I kicked a burning log with the toe of my boot, watching the flames flare up. Miriam had told me this was the oldest room in the house, that the fire in here had never gone out for centuries, lit each morning from last night’s embers, even in the middle of summer. On either side of the fireplace, set back into the ancient, thick wall, there were two long narrow stones left unplastered and one lying across the top of them, like a mini Stonehenge. It was as if the original priory had been built right around some kind of monument. They did that in the old days, though, didn’t they? Put churches and stuff on pagan sites, encouraging people to forget about their old beliefs. I’d read about stuff like that. I’d never heard of a church being built right over a stone circle though, kind of like
absorbing
it.

Weird.

The door swung open, slow on its hinges.

Miriam’s panic was infectious, because I got a jolt of pure fear then, hoping it wouldn’t be Miles, all drunk and scary.

It was Connie, standing there in her pyjamas.
Of course,
I told myself.
Don’t be stupid
.

Even I could see she didn’t look great. Her face was sickly pale except for two bright red patches on her cheeks. When she gazed around the sitting room her eyes were weird and unfocused, with dark purple shadows underneath.

“Mum? I want Mum. And Lissy. Why hasn’t Lissy come to see me? I heard her come in.” Connie’s voice sounded scratchy, like her throat was really sore.

“I think they just went out to – get something.” I’m a crap liar. “Do you want a drink of water or anything?”

“Juice.” Connie stared at me. “Apple juice, please. My head really hurts. Where’s Lissy?”

I wasn’t about to tell Connie that her sister was lost. I went into the kitchen looking for the fridge and as I turned around I heard this huge thud. I spun around and Connie was slumped on the floor, right in the doorway.

Oh, no.

What was I supposed to do? What if she was
dead
?

Don’t be daft. One step at a time
.

I put the apple juice down on the table. Shut the fridge. Walked over and knelt down beside her. Her chest was moving. So she was alive. Of course. I put a hand on her forehead and it was burning hot. Oh, no.

“Connie?” I tried to sound calm.

She let out this little whimper. “I don’t feel very well. I want my mum.” She started crying but without making a sound, tears trailing down her face.

“OK, don’t worry. Your mam’s going to be back any second, all right? Can you get up?”

She just lay there, shaking her head and crying. “My legs hurt.”

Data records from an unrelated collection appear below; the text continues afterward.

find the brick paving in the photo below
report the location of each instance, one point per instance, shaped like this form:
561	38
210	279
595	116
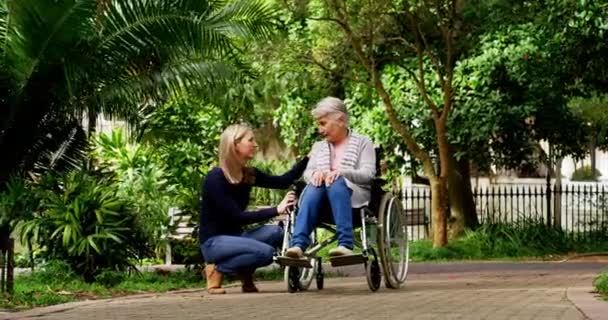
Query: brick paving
494	291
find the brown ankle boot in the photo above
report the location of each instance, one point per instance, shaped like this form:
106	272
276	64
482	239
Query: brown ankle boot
214	280
247	282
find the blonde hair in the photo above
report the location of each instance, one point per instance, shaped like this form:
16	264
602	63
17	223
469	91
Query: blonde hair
331	107
234	170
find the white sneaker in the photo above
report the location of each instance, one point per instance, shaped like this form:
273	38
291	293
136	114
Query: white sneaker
340	251
295	252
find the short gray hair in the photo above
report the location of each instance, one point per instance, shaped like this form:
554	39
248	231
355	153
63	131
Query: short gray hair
330	106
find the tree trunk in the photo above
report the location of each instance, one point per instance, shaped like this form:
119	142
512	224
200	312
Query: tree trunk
592	145
462	205
439	209
92	127
557	199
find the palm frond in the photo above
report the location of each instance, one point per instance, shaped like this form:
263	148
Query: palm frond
42	31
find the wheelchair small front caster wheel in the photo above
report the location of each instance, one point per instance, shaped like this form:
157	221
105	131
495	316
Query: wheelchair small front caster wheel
320	280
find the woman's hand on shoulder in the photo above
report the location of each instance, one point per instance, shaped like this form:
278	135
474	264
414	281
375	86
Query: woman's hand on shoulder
318	178
288	202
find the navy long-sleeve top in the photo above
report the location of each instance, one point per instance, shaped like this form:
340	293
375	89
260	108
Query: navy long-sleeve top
223	204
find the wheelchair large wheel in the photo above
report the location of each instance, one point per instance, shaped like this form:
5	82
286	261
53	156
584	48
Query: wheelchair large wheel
393	241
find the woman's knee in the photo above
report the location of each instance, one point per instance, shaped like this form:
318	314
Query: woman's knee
276	234
339	188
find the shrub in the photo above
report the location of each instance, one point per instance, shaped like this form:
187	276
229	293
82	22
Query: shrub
585	174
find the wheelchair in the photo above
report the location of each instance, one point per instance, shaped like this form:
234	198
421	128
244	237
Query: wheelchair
383	241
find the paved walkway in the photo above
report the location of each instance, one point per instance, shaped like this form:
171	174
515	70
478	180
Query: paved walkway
433	291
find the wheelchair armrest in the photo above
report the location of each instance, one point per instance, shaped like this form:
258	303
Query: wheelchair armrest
298	187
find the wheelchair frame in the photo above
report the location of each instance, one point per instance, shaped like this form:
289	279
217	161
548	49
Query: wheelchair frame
387	237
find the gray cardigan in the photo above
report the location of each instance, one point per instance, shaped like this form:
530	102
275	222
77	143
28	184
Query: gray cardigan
358	166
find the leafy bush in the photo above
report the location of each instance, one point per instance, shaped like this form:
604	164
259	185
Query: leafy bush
17	202
141	179
83	221
186	251
110	278
585	174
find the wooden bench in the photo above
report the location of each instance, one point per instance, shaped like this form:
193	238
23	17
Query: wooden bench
179	229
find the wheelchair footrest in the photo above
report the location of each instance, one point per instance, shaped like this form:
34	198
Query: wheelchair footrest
348	260
293	262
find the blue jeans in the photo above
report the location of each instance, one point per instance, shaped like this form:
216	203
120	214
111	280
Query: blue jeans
243	254
334	198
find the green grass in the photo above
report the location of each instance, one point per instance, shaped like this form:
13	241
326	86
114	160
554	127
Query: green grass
601	284
41	289
529	240
56	284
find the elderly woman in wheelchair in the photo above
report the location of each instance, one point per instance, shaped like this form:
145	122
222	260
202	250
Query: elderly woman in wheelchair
338	176
341	185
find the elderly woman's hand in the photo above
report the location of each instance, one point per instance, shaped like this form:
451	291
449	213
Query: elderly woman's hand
287	202
318	177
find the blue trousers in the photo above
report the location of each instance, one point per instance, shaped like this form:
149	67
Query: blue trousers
314	200
243	254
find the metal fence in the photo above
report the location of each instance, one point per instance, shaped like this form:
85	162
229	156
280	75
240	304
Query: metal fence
579	209
7	247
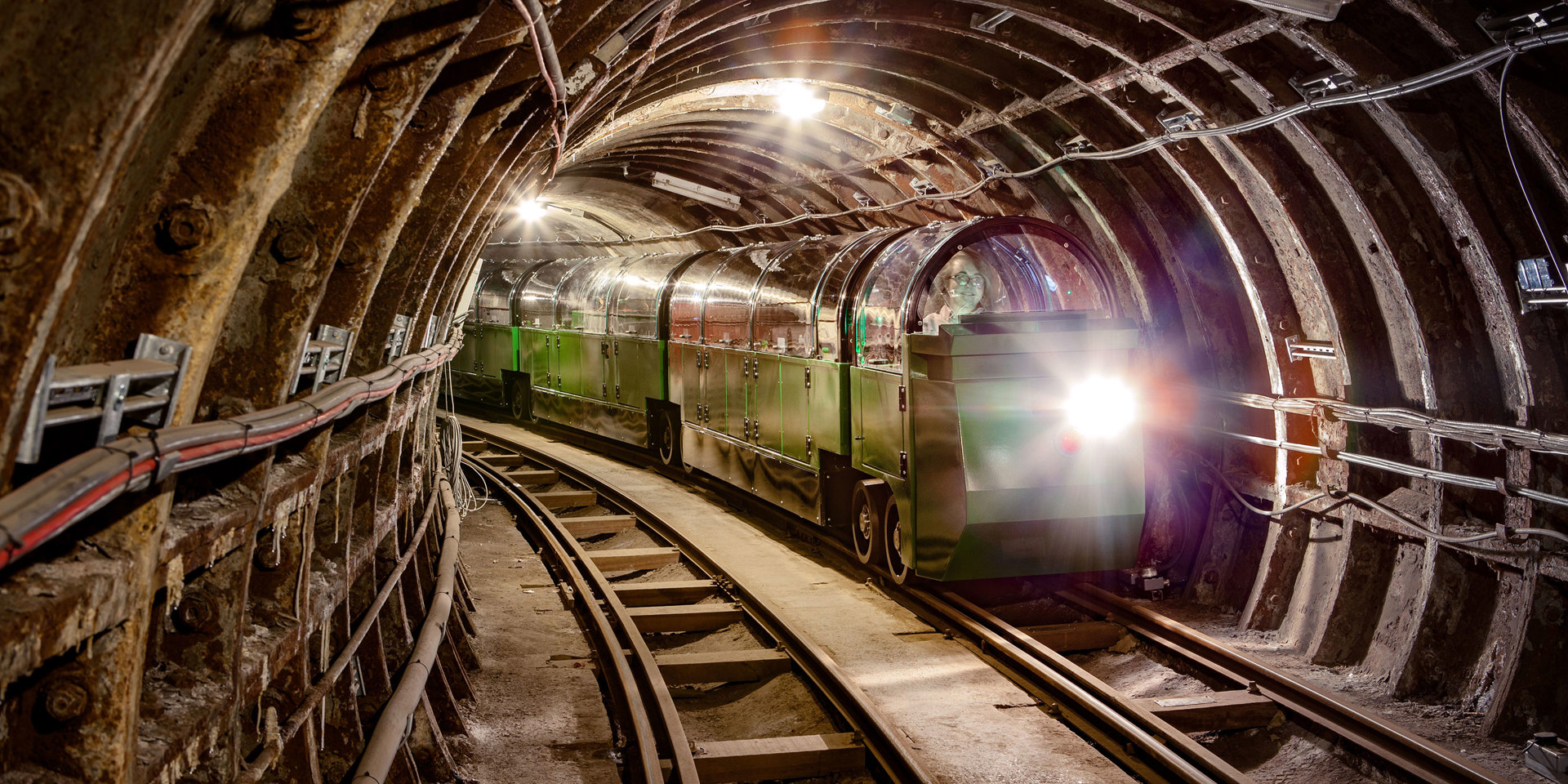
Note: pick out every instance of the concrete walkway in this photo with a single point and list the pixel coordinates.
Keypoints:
(968, 722)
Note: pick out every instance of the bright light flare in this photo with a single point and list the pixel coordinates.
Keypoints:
(799, 100)
(1101, 407)
(530, 211)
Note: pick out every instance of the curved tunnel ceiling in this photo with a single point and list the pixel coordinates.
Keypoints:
(1351, 225)
(237, 175)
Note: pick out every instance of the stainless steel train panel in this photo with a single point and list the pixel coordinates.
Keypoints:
(767, 403)
(794, 410)
(568, 363)
(880, 422)
(828, 408)
(639, 372)
(595, 352)
(617, 422)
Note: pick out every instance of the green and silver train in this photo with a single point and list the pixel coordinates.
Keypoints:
(954, 397)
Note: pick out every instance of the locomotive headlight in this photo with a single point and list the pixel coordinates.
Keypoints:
(1101, 407)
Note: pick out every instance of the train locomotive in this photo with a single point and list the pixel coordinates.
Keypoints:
(956, 397)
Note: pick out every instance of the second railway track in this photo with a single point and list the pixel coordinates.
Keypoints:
(1145, 737)
(621, 617)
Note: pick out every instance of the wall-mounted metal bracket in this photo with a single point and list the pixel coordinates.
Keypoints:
(397, 339)
(1179, 118)
(1298, 349)
(988, 20)
(898, 114)
(1322, 83)
(1501, 27)
(1540, 284)
(325, 358)
(1079, 143)
(137, 391)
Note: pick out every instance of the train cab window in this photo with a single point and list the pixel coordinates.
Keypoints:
(686, 301)
(584, 298)
(783, 315)
(879, 320)
(492, 296)
(1021, 270)
(726, 310)
(635, 310)
(841, 256)
(535, 300)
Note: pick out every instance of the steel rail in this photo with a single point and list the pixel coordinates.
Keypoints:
(626, 687)
(256, 768)
(1085, 702)
(1089, 705)
(877, 733)
(65, 494)
(395, 720)
(1305, 703)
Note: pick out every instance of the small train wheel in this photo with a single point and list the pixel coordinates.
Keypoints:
(864, 524)
(519, 403)
(668, 438)
(893, 543)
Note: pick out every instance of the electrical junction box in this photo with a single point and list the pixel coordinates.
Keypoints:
(1548, 758)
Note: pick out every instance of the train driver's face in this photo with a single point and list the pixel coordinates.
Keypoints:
(963, 283)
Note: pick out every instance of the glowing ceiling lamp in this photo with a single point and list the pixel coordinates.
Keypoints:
(799, 100)
(530, 211)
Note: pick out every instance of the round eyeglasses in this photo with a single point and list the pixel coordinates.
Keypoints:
(966, 281)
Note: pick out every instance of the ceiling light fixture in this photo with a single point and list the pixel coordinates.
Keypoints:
(799, 100)
(530, 211)
(702, 194)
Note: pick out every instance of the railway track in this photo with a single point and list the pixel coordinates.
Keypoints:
(1147, 737)
(627, 621)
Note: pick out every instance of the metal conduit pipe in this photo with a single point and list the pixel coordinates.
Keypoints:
(1465, 480)
(264, 761)
(397, 715)
(1479, 433)
(68, 492)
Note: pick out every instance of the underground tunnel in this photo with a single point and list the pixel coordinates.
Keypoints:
(509, 391)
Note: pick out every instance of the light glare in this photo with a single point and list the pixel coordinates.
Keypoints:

So I picked her up. She was heavier than I expected but she kind of clung to me like a monkey. I edged up the stairs, terrified I was going to drop her over the banisters or something. I didn’t even know which was her room and had to do this kind of shuffling dance along the corridor till at last I found it, just off Dad and Miriam’s room. She got heavier every second. I let her roll out of my arms into the middle of a big double bed and covered her up with the duvet, heart pounding. Outside, rain hammered the window.

“I want Mummy,” Connie whispered, tears still rolling down her face. “I don’t feel very well. Don’t go away, Joe.”

She really trusted me to help her, like I was the adult.

“It’s OK, I’ll stay,” I said. “She’ll be here in a minute.”

I didn’t have a clue what to do next.

11

Lissy

I ran, and as I left the trees behind I could still feel the chill of the boy’s touch on the palm of my hand. I smashed through that long wet grass, gasping, half sobbing, terrified, heart burning a hole through my chest. What was that sound, that yearning dark howl throbbing up through the ground beneath my feet? Closer, it was coming closer.

I remembered: realizing. Frost-pinched fingers, horses and hounds gathering outside the Whitaker Arms after Christmas; the Boxing Day hunt—

Dogs. No,
hounds
.

Hounds, chasing me across a field in the dark, thirsting for blood: there was hunger in their song. I ran as fast and mindless as a beast, full of white-hot fear. At last I reached the hedge, panting, still sobbing, lungs on fire in my chest. This time, I slipped down the bank and up to my ankles in freezing cold water. Why was it so cold here?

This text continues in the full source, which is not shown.